ACDP Gauteng chair Lesiba Molokomme said that the benefits of the Bill would outweigh the jobs that could be lost.
Molokomme pointed out that the ACDP has been consistently supporting tobacco control in South Africa and that their Member of Parliament Cheryllyn Dudley was the one to propose a ban on smoking in cars when children under the age of 12 were present.
But other parties simply failed to respond to the survey on the Bill and did not attend the launch of the report card.
Savera Kalideen, Executive Director of the National Council Against Smoking, said the poor response to the survey showed that South Africa’s political parties do not take the health of voters or the prevention of illness to voters seriously.
“It’s very disappointing to us to see that political parties are not engaging with the Draft Tobacco Bill which was released for public comment ten months ago.
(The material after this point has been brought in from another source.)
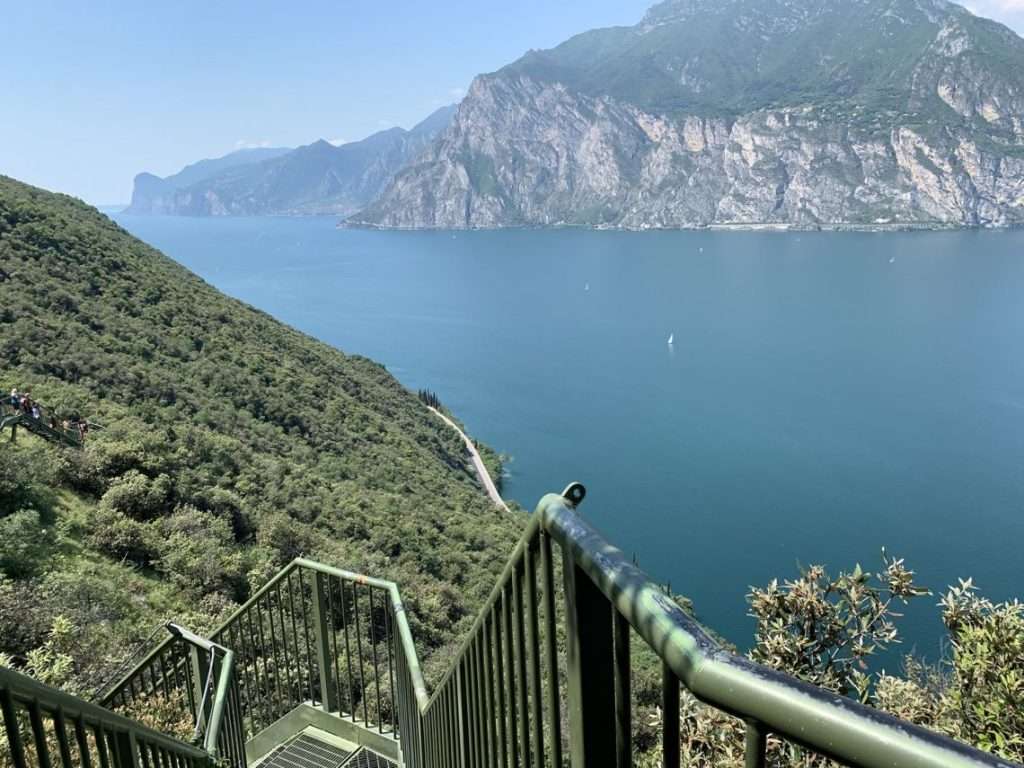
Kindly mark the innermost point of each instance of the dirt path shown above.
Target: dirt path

This shows that political parties are not thinking about the health of the nation at all.
“Smoking increases the harm from diseases such as diabetes, high blood pressure and cancer, worsening the condition in people who already have these diseases,” Kalideen said.
Statistics SA reports that more than half of the estimated 460 000 deaths in 2015 were due to these non-communicable diseases. Aside from the suffering to the individual, an increase in the number of people with tobacco-related illnesses puts more pressure on the country’s public health system, which is already under severe pressure.
The National Department of Health needs to be commended for being committed to improving tobacco control legislation in the country in the interest of protecting the health of South Africans.
“But if political parties were serious about our health, they would have made it a priority to understand the Draft Control of Tobacco and Electronic Delivery Systems Bill since it will play a major role in reducing the burden of tobacco-related diseases on our health system in the future,” added Kalideen.